A natural history exhibit in an unlikely location offers a glimpse at Western Washington's geologic past.
It's another of those "hidden Bellingham" places that never cease to enthrall us: In the hallways of the Environmental Studies building at Western Washington University are fossils, gems and minerals, examples of scientific tools and displays that trace this area's prehistory.
It's in the center of campus, a short walk from Red Square, near university parking and accessible by bus from routes that start downtown. It's free to the public when the building is open during the academic year and weekdays only when school is not in session, generally 7 a.m. to 9 p.m. weekdays, 7 a.m. to 6 p.m. Saturdays and 7:30 a.m. to 6 p.m. Sundays.
"We try to focus on telling the natural history story of the Northwest," said George Mustoe, a research tech in the geology department who's slowly been building the collection since 1980, when he discovered a mammoth tooth near the Skagit County town of Marblemount.
"We really like people to come and visit," he said. "We also get a lot of school groups."

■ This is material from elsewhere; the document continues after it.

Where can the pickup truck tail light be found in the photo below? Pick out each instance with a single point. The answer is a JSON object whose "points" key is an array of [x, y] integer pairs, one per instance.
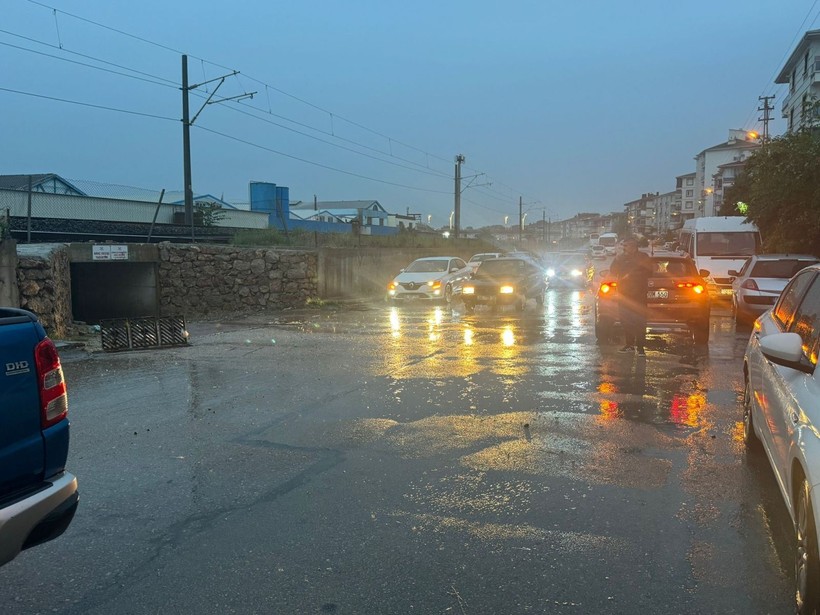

Over the past 25 years, Mustoe has used his own woodworking skills and sought favors from artistic friends and colleagues to mount an impressive collection that adorns the hallways of three floors in the building, which is home to WWU's Huxley College of the Environment and the geology department.
Though it's not a museum in the strict sense of the word, the exhibits are displayed and labeled to spark the viewer's interest. They're at just the right height for children, too - and they attract classes of youngsters in schools as far away as Seattle.

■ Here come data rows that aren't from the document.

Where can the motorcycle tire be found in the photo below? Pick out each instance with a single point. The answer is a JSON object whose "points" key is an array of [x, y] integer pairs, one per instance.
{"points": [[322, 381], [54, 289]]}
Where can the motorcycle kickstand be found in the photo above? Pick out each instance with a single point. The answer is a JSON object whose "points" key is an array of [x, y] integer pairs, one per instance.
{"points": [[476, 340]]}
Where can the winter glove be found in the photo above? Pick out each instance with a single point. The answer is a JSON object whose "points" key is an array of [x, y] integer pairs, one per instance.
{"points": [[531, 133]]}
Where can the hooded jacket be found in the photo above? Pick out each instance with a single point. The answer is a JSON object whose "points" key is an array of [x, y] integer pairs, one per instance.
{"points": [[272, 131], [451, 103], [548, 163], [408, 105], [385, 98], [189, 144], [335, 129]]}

On the first floor, you'll see such items as gems and minerals from around Washington, including amethyst crystals collected along the Snoqualmie River in King County, copper ore unearthed near Mount St. Helens, and agates and calcite crystals from Red Top Mountain near Sauk Pass. There's a display of mining tools from the Yukon Gold Rush of 1896-98 and information about women in the mining camps.
You'll also find several fossils taken from the Racehorse Creek area in the Mount Baker foothills, including four-foot palm fronds and the footprints of a crocodile - examples of how this area's climate has changed over the millennia.

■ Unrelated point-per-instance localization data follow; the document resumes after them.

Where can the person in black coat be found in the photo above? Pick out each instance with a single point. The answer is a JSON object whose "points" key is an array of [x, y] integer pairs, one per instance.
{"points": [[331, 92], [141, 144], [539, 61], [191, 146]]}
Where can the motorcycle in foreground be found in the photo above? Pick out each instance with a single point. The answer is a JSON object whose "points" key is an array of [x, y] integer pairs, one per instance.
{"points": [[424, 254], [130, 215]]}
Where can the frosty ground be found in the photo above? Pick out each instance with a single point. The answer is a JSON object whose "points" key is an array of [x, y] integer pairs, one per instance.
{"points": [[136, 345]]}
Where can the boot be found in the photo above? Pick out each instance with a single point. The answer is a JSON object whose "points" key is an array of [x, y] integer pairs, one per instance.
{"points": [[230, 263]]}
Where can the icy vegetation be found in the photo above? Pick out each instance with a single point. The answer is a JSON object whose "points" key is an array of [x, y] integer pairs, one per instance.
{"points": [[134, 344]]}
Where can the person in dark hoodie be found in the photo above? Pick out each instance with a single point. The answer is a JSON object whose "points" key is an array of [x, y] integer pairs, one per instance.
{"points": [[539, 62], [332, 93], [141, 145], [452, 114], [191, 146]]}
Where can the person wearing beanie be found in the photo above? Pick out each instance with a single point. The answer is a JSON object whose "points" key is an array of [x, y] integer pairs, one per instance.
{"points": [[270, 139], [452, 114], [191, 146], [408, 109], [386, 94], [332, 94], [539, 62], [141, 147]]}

"Rock hounds have been really generous in giving me specimens," Mustoe said, although he admits they are "somewhat random in nature."
Also on the first floor is a fossil footprint of a kind of prehistoric ostrich called a diatryma, complete with artistic renderings of what it looked like and photographs showing how the fossil footprint was recovered and transported to WWU.
Just below, on what's called the ground floor, are cases full of antique microscopes, geologists' hammers and picks, and a motorized drill for taking rock samples. On the second floor - home to the geology department - are exhibits that "run heavily into fossils," Mustoe said.
Among the more fascinating exhibits on the first floor is a bathometric map of Lake Whatcom, showing its depths in stark relief. Mustoe said the surrounding hillsides were made of cardboard and have been lost, but the 20-foot fiberglass exhibit is stunning to see.
Another curiosity on the first floor - a topographic model of the Fairhaven and South Hill neighborhoods circa 1960 - appeared in the hallway one day and no one seems to know where it came from, Mustoe said.
"It's really kind of a mystery," he said. "It's basically a found object," but he suspects it may have been part of a city planning project from when Interstate 5 was constructed through town. The freeway is shown in yellow tape across the gray map.
To see photographs of some of Mustoe's exhibits, go online to wwu.edu/map/bldgs/es.shtml and click on the "building photo tour" hot link. Find floors plans of environmental studies online at wwu.edu/wwuarchitect/pages/campusfloorplans.shtml. A campus map is online at wwu.edu/map.
Environmental studies is just south of Arntzen hall, which offers a small cafe and a market in the first floor.